Sozialismus im Nachtgetümmel
Köln: Experiment Kneipentour gelungen
Am vergangenen Samstag stürzten wir uns mit vier Leuten ins Kölner Nachtleben. Bepackt mit der Wahlzeitung, Parteiprogrammen, revolutionären Büchern und der Roten Fahne.
Im üblichen Spätsommer-Wahlkampf hatte das immer gut funktioniert. Aber bei den Temperaturen? Wir waren gespannt. Schon das erste Pärchen, das wir ansprachen, zeigte, das Wetter ist zweitrangig.
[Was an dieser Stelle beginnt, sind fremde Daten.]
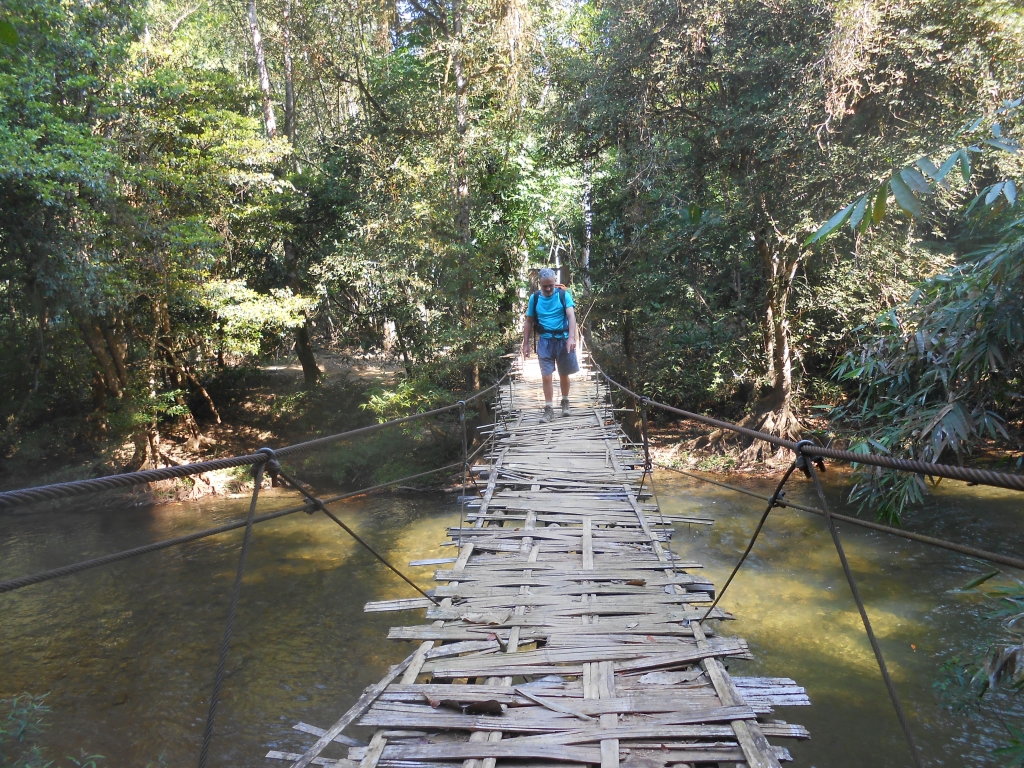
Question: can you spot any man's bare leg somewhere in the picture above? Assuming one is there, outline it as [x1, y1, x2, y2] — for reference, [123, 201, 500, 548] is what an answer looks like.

Ein kurdisches Paar aus dem Nordirak, revolutionär eingestellt, quasi auf der Suche nach der MLPD, gab uns seine Kontaktdaten und 20 Euro Spende.
Und der Abend sollte international bleiben. Lange Gespräche mit einer Peruanierin, einer Türkin, die in den USA aufgewachsen ist, weiteren Kurden, einem Palästinenser, Spaniern und natürlich unzähligen Deutschen. Die Politisierung gerade vieler junger Leute war mit Händen zu greifen. Ganze Cliquen stürzten sich mit uns in die Diskussion und vergaßen zeitweise, dass sie eigentlich noch verabredet oder zum Feiern losgezogen waren. Eine junge Frau fragte uns Löcher in den Bauch. "Was wollt ihr denn konkret ändern?" und "wie stellt ihr euch Sozialismus vor, wenn nicht wie in der DDR?"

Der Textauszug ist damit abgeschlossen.